The research, published in the British Journal of Pharmacology, also found PMX205 slowed disease progression and significantly increased the muscle strength of mice.
In human terms, the researchers hope these findings could mean people with MND retain their motor function for longer and also live longer, if treated with PMX205.
More studies are now underway to determine the safety of PMX205 before it can be tested in humans.
What is PMX205?
PMX205 is a novel drug that blocks a key component of the immune system called “complement C5a.” C5a is involved in inflammation, which is the body’s response to injury. C5a is increased in the brains and blood of people with MND, and is thought to speed up the death of motor neurones. PMX205 is an inhibitor of C5a and dampens down inflammation, preventing further damage to the body.
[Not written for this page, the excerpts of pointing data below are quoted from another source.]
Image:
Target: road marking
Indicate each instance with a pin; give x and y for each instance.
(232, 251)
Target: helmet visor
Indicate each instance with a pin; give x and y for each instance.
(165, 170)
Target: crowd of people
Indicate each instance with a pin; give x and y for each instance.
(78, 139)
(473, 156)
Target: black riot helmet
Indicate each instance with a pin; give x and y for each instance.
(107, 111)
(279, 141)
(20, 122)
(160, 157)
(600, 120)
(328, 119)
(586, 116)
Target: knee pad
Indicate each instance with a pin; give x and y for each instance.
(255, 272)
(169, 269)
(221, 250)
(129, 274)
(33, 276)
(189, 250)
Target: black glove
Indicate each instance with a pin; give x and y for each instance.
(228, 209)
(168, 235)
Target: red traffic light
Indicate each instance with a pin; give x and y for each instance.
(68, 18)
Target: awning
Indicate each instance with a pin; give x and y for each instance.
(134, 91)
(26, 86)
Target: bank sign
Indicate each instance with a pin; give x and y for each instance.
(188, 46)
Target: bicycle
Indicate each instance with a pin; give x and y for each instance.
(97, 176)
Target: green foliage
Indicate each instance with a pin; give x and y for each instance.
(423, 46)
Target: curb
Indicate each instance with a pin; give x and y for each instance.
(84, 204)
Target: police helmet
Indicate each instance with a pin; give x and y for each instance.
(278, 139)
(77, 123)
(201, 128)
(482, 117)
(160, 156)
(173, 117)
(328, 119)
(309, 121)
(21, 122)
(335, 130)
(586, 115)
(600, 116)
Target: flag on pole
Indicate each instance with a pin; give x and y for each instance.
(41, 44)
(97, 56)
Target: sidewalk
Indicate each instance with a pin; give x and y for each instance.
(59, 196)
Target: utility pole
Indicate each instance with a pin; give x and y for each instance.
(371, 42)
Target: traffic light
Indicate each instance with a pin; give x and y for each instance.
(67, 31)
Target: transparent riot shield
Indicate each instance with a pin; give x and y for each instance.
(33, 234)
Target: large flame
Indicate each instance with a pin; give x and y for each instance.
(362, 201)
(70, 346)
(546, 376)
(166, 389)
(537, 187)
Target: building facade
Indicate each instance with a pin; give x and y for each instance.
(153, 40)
What does this new research mean?
PMX205 now has clearly shown to be beneficial in mouse and (previously) rat models of MND. Therefore, this helps the case to take PMX205 further towards clinical trials for MND.
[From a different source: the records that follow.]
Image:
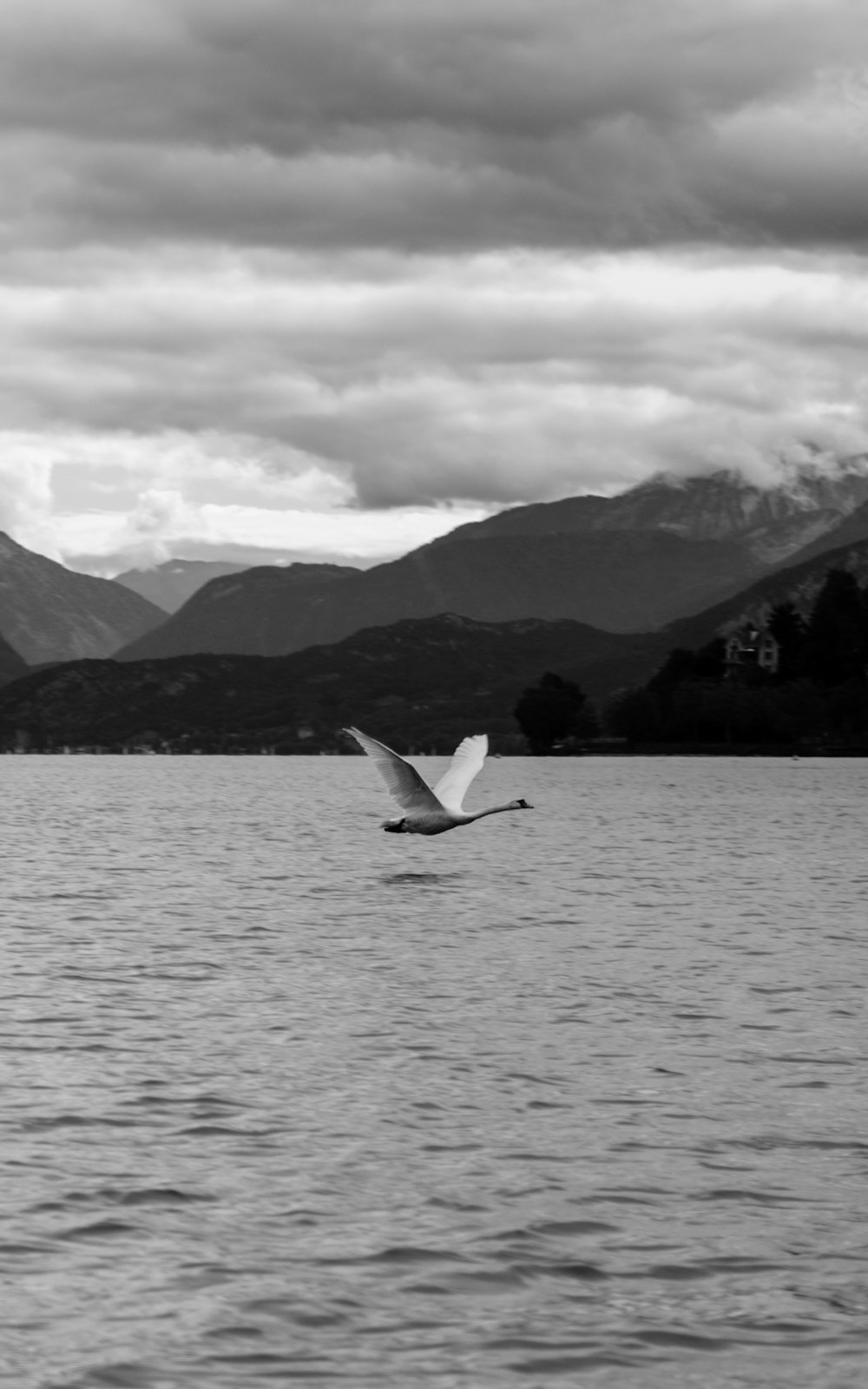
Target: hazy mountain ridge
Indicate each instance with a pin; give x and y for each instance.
(770, 523)
(615, 581)
(11, 664)
(49, 613)
(171, 583)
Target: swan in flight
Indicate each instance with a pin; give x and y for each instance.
(431, 812)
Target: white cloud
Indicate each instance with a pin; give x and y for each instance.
(275, 261)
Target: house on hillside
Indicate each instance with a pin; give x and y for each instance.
(750, 649)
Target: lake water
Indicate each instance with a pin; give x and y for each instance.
(567, 1096)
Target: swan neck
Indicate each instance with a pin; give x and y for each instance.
(493, 810)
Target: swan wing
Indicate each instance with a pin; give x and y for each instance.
(404, 784)
(465, 764)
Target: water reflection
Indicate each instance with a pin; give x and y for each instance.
(578, 1095)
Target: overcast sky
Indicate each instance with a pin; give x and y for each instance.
(330, 277)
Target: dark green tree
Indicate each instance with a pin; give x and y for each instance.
(789, 629)
(837, 641)
(552, 712)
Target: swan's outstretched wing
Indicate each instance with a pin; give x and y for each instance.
(403, 781)
(467, 761)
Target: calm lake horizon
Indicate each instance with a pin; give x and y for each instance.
(567, 1096)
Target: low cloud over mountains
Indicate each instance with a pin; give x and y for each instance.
(293, 264)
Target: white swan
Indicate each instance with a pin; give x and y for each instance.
(431, 812)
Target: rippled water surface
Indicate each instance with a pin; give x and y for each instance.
(566, 1096)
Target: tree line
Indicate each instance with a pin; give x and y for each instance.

Is it related to familial or sporadic MND?
To date, PMX205 has only been tested in the familial SOD1G93A model, however the inflammatory pathway is likely to be active in all forms of MND. Future studies are planned to test PMX205 in sporadic MND models.
Is this a new treatment?
This research is expected to lead to clinical trials of PMX205. Formal preclinical safety and toxicity studies need to be successfully completed first, and this will take about two years before human testing can occur. The drug has obtained FDA (Food and Drug Administration) and EMA (European Medicines Agency) ‘orphan drug’ approval, which allows for an accelerated progression to human trials. The first clinical trials in healthy volunteers with PMX205 are currently anticipated to commence in Australia in late 2018. If PMX205 is found to be safe in healthy volunteers, clinical trials in patients with MND may be possible during 2019, with Australia as one potential site of these trials.
This research was supported by the National Health and Medical Research Council and the MND Research Institute of Australia.